United States District Court, D. Nevada
April 16, 2014
WILLIAM R. LYONS, Plaintiff,
SOCIAL SECURITY ADMINISTRATION, et al., Defendants.
MIRANDA M. DU, District Judge.
Before the Court is the Report and Recommendation ("R&R") of the Honorable William G. Cobb, United States Magistrate Judge, entered on July 25, 2013 (dkt. no. 5), regarding Plaintiff's Motion for Leave to Proceed in forma pauperis (dkt no. 4) and Plaintiff's Complaint (dkt. no. 1-1). The R&R recommends that Plaintiff's Application for Leave to Proceed in forma pauperis be granted, but that Plaintiff's Complaint be dismissed with prejudice.
Plaintiff William R. Lyons filed an objection to the R&R on August 7, 2013. (Dkt. no. 6.) This Court "may accept, reject, or modify, in whole or in part, the findings or recommendations made by the magistrate." 28 U.S.C. § 636(b)(1). Where a party timely objects to a magistrate judge's report and recommendation, then the court is required to "make a de novo determination of those portions of the [report and recommendation] to which objection is made." 28 U.S.C. § 636(b)(1). Where a party fails to object, however, the court is not required to conduct "any review at all... of any issue that is not the subject of an objection." Thomas v. Arn, 474 U.S. 140, 149 (1985). Indeed, the Ninth Circuit has recognized that a district court is not required to review a magistrate judge's report and recommendation where no objections have been filed. See United States v. Reyna-Tapia, 328 F.3d 1114 (9th Cir. 2003) (disregarding the standard of review employed by the district court when reviewing a report and recommendation to which no objections were made); see also Schmidt v. Johnstone, 263 F.Supp.2d 1219, 1226 (D. Ariz. 2003) (reading the Ninth Circuit's decision in Reyna-Tapia as adopting the view that district courts are not required to review "any issue that is not the subject of an objection."). Thus, if there is no objection to a magistrate judge's recommendation, then the court may accept the recommendation without review. See, e.g., Johnstone, 263 F.Supp.2d at 1226 (accepting, without review, a magistrate judge's recommendation to which no objection was filed). The Court, considering Plaintiff's Objection to Judge Cobb's ruling dismissing the Complaint with prejudice, engages in a de novo review to determine whether to adopt Magistrate Judge Cobb's R&R.
Plaintiff's Complaint seeks $39, 000 in retroactive Supplemental Security Income ("SSI") from the Social Security Administration ("SSA") for benefits Plaintiff was denied between 2001 and 2003. In his correspondence with the SSA, attached to Plaintiff's Complaint, the SSA indicated that the "law prohibits retroactive benefits to beneficiaries or their representative payees while the beneficiary is a prisoner" and that Plaintiff or the prison should contact SSA before Plaintiff is released. (Dkt. no. 1-1 at 19.) The R&R likewise found that under the "No Social Security Benefits for Prisoners Act of 2009, " which became Public Law 111-115, the SSA is prohibited from paying retroactive benefits to beneficiaries or terminated beneficiaries while they are incarcerated. As it is undisputed that the benefits Plaintiff seeks are retroactive SSI benefits and that Plaintiff is currently incarcerated, the Court finds that Plaintiff may not receive retroactive SSI benefits at this time. The Court therefore finds that Plaintiff had failed to state a claim upon which relief may be granted.
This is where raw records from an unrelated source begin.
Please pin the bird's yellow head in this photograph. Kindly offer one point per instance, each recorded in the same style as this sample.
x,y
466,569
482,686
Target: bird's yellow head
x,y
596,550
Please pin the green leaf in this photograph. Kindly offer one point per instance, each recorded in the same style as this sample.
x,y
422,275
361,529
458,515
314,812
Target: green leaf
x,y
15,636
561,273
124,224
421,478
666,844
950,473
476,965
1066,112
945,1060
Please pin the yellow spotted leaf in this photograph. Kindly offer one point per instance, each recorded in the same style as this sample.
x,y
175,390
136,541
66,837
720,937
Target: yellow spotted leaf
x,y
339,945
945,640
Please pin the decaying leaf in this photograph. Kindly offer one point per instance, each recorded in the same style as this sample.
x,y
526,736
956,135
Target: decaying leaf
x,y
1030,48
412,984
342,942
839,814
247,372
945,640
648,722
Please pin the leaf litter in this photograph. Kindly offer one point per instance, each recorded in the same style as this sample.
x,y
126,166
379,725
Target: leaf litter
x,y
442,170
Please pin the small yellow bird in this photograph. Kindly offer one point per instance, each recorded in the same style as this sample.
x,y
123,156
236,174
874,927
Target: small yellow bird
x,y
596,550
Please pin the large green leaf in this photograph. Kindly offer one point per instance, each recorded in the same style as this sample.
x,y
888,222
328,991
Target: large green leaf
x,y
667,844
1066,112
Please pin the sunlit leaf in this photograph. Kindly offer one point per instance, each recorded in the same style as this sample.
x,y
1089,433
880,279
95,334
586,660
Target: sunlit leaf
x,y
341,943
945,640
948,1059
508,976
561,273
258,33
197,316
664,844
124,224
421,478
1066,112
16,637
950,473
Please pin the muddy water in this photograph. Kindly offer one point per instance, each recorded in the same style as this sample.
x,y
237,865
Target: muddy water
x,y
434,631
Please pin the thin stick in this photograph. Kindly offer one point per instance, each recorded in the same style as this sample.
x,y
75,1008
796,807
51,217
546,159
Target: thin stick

It is hereby ordered that Magistrate Judge Cobb's Report and Recommendation (dkt. no. 5) is accepted and adopted.
It is therefore ordered that Plaintiff's Motion for Leave to Proceed in forma pauperis (dkt no. 4) is granted.
It is further ordered that Plaintiff's Complaint (dkt. no. 1-1) is dismissed with prejudice.
The Clerk of the Court is instructed to close this case.